Ulema Council gets 2.25 lac votes, no seat; AUDF enters Parliament

New Delhi, May 19: This Lok Sabha election was observed by many for one specific reason among others the emergence of Muslim political parties……..

with the demand that the largest minority community should be given more representation in legislatures, quota in education and jobs, and victimization of the community in the garb of war on terror should stop.

The Azamgarh-based Uttar Pradesh Ulema Council, the most vocal of half a dozen Muslim political parties that emerged in the last six months, was formed in the backdrop of the infamous Batla House encounter in Delhiā€™s Jamia Nagar.

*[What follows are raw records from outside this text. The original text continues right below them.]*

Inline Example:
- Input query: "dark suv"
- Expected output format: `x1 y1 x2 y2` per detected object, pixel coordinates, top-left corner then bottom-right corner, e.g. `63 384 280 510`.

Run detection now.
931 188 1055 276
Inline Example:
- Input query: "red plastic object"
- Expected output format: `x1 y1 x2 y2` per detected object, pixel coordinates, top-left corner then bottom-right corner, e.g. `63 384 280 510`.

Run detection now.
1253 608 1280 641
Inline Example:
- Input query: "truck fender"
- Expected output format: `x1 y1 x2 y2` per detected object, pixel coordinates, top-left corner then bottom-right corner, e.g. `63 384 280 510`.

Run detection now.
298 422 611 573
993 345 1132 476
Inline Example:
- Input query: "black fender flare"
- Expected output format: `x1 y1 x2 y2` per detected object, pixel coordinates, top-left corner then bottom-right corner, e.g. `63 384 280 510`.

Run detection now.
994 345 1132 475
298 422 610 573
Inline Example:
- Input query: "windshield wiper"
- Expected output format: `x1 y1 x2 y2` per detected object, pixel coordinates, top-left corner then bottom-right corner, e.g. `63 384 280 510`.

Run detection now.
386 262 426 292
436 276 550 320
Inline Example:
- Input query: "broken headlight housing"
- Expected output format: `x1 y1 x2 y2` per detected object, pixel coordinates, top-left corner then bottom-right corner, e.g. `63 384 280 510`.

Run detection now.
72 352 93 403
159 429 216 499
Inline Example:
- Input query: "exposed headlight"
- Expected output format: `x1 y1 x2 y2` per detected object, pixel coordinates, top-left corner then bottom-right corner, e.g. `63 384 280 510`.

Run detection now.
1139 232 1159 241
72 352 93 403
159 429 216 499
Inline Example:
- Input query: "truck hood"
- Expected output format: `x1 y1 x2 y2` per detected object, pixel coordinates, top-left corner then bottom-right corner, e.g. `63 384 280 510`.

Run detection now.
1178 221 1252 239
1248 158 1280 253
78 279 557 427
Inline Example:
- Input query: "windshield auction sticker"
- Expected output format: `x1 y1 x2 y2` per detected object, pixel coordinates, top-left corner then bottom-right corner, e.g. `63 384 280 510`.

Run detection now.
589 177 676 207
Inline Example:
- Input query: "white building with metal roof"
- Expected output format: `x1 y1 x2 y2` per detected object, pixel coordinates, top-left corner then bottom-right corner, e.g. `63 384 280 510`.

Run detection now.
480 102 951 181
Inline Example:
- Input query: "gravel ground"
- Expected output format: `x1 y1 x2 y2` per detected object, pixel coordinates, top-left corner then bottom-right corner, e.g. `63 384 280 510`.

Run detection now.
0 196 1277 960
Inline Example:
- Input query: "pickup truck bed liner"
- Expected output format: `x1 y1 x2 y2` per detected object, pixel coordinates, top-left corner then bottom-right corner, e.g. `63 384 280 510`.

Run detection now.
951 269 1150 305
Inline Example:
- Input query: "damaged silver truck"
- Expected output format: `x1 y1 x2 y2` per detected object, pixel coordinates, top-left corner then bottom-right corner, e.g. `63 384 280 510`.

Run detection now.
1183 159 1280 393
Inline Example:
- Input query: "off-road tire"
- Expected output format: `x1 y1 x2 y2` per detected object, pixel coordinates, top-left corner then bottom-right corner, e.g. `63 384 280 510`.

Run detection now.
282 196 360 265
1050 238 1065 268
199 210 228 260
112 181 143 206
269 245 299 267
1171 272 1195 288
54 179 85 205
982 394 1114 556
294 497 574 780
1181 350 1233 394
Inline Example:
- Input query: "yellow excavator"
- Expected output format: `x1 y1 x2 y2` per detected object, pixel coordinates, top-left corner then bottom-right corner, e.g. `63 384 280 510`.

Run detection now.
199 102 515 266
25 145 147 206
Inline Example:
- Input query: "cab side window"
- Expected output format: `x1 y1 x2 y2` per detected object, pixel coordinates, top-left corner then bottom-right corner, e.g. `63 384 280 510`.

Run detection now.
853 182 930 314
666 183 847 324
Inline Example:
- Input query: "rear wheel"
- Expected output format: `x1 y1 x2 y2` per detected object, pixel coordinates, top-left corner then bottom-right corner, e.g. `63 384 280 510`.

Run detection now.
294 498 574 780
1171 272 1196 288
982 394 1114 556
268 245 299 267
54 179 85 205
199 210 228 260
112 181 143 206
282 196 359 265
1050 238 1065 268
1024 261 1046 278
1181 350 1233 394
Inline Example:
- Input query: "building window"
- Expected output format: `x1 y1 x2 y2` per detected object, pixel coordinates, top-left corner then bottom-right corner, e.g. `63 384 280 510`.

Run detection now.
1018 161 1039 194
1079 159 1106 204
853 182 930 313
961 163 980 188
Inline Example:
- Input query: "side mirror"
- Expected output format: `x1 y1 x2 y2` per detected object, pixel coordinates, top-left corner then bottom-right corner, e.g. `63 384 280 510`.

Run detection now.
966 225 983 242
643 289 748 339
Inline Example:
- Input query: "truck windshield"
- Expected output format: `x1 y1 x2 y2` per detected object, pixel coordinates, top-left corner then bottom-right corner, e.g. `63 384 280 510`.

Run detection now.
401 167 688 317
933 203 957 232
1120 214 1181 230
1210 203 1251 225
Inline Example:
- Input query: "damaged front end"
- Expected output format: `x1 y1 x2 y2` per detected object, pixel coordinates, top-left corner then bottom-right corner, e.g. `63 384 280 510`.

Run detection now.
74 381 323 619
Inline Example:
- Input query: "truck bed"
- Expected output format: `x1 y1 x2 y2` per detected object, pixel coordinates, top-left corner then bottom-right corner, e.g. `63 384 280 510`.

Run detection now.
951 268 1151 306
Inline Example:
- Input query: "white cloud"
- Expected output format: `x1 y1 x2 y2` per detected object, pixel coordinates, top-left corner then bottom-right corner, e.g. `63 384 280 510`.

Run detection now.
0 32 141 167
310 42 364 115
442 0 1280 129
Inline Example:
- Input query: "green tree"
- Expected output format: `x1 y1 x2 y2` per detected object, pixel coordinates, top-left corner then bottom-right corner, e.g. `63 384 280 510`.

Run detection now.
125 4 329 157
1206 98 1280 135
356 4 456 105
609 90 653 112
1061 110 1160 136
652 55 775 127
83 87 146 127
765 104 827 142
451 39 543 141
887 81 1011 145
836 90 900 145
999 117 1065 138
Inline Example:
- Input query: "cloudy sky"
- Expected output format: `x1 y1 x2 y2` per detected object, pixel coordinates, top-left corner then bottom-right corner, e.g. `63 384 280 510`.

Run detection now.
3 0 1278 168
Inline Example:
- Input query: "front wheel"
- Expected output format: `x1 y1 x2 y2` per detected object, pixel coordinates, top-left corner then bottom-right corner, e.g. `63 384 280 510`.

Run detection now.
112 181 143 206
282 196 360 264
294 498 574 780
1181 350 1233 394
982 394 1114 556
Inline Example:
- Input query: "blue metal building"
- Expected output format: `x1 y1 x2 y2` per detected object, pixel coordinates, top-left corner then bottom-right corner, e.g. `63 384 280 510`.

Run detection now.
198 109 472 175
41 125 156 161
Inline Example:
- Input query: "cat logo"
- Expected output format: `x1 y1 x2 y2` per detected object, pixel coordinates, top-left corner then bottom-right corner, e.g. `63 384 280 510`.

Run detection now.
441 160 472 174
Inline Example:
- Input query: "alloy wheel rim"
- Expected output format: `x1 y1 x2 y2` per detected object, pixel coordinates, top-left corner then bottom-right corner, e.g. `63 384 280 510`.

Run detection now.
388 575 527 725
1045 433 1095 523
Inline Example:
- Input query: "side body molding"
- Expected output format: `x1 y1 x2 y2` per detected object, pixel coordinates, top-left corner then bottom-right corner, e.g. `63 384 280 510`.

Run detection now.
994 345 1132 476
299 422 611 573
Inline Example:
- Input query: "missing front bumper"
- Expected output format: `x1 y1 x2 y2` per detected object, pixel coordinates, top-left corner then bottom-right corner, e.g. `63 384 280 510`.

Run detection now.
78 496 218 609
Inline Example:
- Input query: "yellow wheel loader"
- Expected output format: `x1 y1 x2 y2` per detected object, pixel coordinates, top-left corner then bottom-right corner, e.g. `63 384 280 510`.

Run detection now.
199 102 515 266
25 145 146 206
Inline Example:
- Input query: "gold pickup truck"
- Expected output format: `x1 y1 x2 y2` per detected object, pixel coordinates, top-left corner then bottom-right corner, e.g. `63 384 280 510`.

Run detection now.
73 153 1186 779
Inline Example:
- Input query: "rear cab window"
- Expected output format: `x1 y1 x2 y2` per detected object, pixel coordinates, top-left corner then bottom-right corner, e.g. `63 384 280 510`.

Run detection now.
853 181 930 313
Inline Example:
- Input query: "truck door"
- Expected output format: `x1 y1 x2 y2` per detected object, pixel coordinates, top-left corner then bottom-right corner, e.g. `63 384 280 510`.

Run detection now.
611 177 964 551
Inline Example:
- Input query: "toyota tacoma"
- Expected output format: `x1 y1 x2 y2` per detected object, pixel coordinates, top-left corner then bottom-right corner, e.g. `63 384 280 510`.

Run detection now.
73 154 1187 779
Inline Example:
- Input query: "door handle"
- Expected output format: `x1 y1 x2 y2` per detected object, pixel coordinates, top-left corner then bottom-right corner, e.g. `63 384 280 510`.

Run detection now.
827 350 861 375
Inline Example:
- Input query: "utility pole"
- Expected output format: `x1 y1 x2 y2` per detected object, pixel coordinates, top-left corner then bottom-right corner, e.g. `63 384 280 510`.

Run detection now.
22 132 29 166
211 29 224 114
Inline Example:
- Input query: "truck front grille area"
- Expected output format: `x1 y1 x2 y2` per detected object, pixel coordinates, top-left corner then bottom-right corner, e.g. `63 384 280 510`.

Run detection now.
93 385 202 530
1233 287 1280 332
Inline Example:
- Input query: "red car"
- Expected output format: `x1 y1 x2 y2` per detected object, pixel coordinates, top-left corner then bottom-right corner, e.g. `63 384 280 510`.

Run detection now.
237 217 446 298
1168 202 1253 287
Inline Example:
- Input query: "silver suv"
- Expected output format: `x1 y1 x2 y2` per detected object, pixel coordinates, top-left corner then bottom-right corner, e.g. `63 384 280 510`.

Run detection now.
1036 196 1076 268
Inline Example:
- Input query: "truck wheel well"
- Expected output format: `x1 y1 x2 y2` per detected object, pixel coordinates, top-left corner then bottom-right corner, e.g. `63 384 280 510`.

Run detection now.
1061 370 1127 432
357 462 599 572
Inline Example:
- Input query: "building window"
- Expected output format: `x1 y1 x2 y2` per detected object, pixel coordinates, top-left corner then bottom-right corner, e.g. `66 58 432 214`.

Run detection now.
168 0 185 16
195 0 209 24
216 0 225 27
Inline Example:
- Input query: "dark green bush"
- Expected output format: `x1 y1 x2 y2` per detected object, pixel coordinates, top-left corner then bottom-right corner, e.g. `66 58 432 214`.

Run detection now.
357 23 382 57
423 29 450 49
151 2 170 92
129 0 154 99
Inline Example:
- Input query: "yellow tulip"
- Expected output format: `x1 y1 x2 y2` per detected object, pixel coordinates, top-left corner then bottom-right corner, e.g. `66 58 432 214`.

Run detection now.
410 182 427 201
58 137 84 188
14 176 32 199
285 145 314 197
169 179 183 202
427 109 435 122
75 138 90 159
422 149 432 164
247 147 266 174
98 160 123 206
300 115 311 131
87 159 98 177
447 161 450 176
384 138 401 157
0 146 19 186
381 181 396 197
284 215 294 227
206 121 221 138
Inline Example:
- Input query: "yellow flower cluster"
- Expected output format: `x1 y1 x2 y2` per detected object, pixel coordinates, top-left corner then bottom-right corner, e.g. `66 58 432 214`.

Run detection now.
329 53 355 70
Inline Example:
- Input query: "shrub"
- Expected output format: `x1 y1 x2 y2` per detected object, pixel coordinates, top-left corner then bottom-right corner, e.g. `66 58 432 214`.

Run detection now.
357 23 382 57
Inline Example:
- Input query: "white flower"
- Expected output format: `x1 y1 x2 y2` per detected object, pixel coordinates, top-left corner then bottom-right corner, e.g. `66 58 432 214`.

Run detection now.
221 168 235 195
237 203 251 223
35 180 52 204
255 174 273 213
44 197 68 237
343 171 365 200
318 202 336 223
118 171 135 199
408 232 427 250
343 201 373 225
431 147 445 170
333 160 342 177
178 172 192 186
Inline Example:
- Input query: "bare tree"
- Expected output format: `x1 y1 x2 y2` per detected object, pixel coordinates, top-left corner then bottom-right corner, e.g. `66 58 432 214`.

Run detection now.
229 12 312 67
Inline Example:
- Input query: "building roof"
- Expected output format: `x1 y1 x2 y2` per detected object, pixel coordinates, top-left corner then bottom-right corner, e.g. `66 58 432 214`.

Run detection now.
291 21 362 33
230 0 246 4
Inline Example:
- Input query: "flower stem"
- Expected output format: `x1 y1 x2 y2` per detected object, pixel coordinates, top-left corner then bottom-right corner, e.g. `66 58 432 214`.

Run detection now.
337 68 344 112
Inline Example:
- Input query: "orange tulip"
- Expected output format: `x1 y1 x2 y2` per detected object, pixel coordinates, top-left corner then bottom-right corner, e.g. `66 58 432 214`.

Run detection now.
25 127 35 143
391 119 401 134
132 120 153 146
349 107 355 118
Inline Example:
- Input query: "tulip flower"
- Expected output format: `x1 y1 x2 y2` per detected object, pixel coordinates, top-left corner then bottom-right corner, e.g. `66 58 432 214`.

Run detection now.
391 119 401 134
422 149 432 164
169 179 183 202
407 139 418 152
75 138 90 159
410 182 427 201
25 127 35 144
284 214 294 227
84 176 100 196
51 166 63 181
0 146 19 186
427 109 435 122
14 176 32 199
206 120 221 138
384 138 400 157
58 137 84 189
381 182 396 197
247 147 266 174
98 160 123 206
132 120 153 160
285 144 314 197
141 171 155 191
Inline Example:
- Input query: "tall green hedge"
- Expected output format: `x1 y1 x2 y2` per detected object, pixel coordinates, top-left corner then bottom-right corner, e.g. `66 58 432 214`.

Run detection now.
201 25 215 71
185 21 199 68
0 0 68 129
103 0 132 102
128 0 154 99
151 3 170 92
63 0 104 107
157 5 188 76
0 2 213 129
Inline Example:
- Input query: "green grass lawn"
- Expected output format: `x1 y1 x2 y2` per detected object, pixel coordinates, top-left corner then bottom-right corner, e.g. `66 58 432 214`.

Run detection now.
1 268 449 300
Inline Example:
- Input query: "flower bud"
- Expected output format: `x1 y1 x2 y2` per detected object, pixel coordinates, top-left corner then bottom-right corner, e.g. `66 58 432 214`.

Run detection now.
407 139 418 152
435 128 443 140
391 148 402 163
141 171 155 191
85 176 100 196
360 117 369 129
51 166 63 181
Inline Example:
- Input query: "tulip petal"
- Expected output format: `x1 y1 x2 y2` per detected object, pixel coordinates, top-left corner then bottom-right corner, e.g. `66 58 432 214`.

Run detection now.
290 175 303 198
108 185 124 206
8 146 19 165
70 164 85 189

Soon after the encounter on September 19, 2008 in which two Muslim youths, described as terror suspects by the security agencies, were killed. They were from Azamgarh, and following the shootout, several people of the district living in Delhi and other cities were picked, a few released, most of them were detained in various terror blast cases. People of Azamgarh, particularly Muslims, did not accept the police version of all stories regarding involvement of Azamgarh Muslim youths in bombings in various cities in the country. They got enraged. This is when Ulema Council is formed to tap the anger of the community, to give an organized voice to the grievances of the locals. Council chief Maualana Amir Rashadi, who runs a prominent madrasa Jamiatur Rashad in Azamgarh, led two massive rallies in New Delhi and Lucknow to apprise both central and state government of the public demand and anger. And then came the General Election season.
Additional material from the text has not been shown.